Weibull distribution and shape factor
Weibull distribution has two parameters (in some variations):
- Scale: which is close to the concept of average. Its units are actually the units of the average (or m/s in this case).
- shape: which gives it a characteristic shape. Sometimes denoted with a k
Below you can see the effect of shape :
So for a given scale, the shape can be more skewed or symmetric.
Typically, wind velocity distributions have a skewed distribution so values are between 1.5 and 2.0.
For those parameters, usually the mean value is less than the Weibull scale factor.
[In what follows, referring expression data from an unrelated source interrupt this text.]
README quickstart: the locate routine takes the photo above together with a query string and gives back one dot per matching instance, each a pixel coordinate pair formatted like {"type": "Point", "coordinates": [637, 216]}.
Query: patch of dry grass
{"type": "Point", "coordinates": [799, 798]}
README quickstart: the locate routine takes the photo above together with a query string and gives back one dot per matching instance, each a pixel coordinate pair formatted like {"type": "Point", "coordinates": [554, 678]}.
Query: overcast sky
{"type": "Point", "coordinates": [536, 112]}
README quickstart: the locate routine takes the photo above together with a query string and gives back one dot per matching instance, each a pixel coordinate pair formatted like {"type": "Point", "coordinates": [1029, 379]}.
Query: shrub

See example below:
The more skewed the distribution, the more the average will deviate from the scale factor.
Variation of wind speed velocity with time interval
As the measurement interval is decreased the wind speed will appear more jagged. As the measurement interval increases the wind speed will appear more smooth. See below for 1 min and 10 [min] comparison.
To capture that behaviour, in a wind data measurement even if the logger can measure (and can store in non volatile memory) every second, usually the data are stored in rows of either 10min or 1 hour intervals. And usually the following data for measurement interval is used:
- average wind speed for interval (or 1 hour average)
- standard deviation of wind speed for interval
- max gust of wind speed for interval
The importance of the above, is that the power output of the wind turbine will be completely different if there is high standard deviation in the wind speed. Wind turbines will perform more efficiently if the wind speed standard deviation is small i.e. constant speed.
Another thing is that you need to take into account is the seasonal variations. Wind speed through January, is not the same as in the other months. Following is the variation for 2018 in a single location.
How to proceed
According to your question you have data to the day for every month in the past couple of years. (following your comment I call yearly data all the data you collect in a year).
Assuming you are doing a Monte Carlo simulation or similar to predict power output, what you can do is take all that data and select one of the following:
- fit a Weibull distribution (e.g. with maximum likelihood method)
- calculate a kernel density estimation.
- Create a Markov chain
Another option (more accurate) would be to take all the data you have for each month separately, and perform one of the above. Then you will have created 12 Weibull distribution you can sample randomly.